Part of the Computing fundamentals glossary:

Grayscale is a range of shades of gray without apparent color. The darkest possible shade is black, which is the total absence of transmitted or reflected light. The lightest possible shade is white, the total transmission or reflection of light at all visible wavelength s. Intermediate shades of gray are represented by equal brightness levels of the three primary colors (red, green and blue) for transmitted light, or equal amounts of the three primary pigments (cyan, magenta and yellow) for reflected light.

In the case of transmitted light (for example, the image on a computer display), the brightness levels of the red (R), green (G) and blue (B) components are each represented as a number from decimal 0 to 255, or binary 00000000 to 11111111. For every pixel in a red-green-blue ( RGB ) grayscale image, R = G = B. The lightness of the gray is directly proportional to the number representing the brightness levels of the primary colors. Black is represented by R = G = B = 0 or R = G = B = 00000000, and white is represented by R = G = B = 255 or R = G = B = 11111111. Because there are 8 bit s in the binary representation of the gray level, this imaging method is called 8-bit grayscale.

In the case of reflected light (for example, in a printed image), the levels of cyan (C), magenta (M), and yellow (Y) for each pixel are represented as a percentage from 0 to 100. For each pixel in a cyan-magenta-yellow (CMY) grayscale image, all three primary pigments are present in equal amounts. That is, C = M = Y. The lightness of the gray is inversely proportional to the number representing the amounts of each pigment. White is thus represented by C = M = Y = 0, and black is represented by C = M = Y = 100.

In some systems that use the RGB color model, there are 2 16 , or 65,636, possible levels for each primary color. When R = G = B in this system, the image is known as 16-bit grayscale because the decimal number 65,536 is equivalent to the 16-digit binary number 1111111111111111. As with 8-bit grayscale, the lightness of the gray is directly proportional to the number representing the brightness levels of the primary colors. As one might expect, a 16-bit digital grayscale image consumes far more memory or storage than the same image, with the same physical dimensions, rendered in 8-bit digital grayscale.

In analog practice, grayscale imaging is sometimes called "black and white," but technically this is a misnomer. In true black and white, also known as halftone, the only possible shades are pure black and pure white. The illusion of gray shading in a halftone image is obtained by rendering the image as a grid of black dots on a white background (or vice-versa), with the sizes of the individual dots determining the apparent lightness of the gray in their vicinity. The halftone technique is commonly used for printing photographs in newspapers.

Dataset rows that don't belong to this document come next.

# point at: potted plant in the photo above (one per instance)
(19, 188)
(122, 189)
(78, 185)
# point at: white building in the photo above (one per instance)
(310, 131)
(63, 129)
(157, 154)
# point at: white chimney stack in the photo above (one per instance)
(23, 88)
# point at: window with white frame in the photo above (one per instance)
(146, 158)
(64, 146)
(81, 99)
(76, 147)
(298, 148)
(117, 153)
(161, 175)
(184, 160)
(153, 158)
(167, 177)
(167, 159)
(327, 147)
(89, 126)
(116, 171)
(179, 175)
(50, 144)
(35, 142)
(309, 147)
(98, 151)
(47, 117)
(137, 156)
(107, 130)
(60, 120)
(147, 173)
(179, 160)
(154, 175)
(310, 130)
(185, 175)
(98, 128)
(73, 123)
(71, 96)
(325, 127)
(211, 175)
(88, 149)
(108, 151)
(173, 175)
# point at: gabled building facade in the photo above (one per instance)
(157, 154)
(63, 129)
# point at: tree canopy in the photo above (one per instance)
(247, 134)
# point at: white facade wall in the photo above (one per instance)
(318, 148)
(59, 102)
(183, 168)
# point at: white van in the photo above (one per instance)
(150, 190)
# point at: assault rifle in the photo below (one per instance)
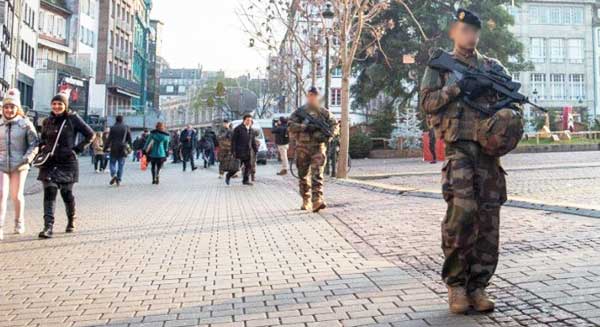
(502, 83)
(319, 124)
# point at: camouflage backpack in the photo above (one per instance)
(501, 133)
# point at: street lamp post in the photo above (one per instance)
(328, 16)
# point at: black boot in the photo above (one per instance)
(71, 217)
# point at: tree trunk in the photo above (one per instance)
(345, 125)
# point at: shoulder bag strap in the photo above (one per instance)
(62, 126)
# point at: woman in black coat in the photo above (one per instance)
(61, 170)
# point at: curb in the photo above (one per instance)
(515, 202)
(369, 177)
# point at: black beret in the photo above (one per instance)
(467, 17)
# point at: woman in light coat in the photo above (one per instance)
(18, 147)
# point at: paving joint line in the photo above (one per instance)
(515, 202)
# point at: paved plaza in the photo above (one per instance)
(194, 252)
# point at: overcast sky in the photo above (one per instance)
(207, 33)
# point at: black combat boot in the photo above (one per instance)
(48, 219)
(71, 217)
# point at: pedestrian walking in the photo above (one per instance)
(188, 140)
(243, 144)
(119, 145)
(157, 149)
(175, 146)
(473, 182)
(61, 170)
(98, 152)
(225, 156)
(210, 134)
(18, 147)
(282, 140)
(311, 145)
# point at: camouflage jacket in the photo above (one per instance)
(297, 127)
(451, 118)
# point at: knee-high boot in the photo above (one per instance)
(49, 206)
(71, 216)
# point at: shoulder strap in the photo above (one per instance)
(62, 126)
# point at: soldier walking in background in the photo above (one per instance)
(474, 184)
(311, 146)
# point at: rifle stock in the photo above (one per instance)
(501, 82)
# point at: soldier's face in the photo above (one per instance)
(465, 36)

In some cases, rather than using the RGB or CMY color models to define grayscale, three other parameters are defined. These are hue, saturation and brightness . In a grayscale image, the hue (apparent color shade) and saturation (apparent color intensity) of each pixel is equal to 0. The lightness (apparent brightness) is the only parameter of a pixel that can vary. Lightness can range from a minimum of 0 (black) to 100 (white).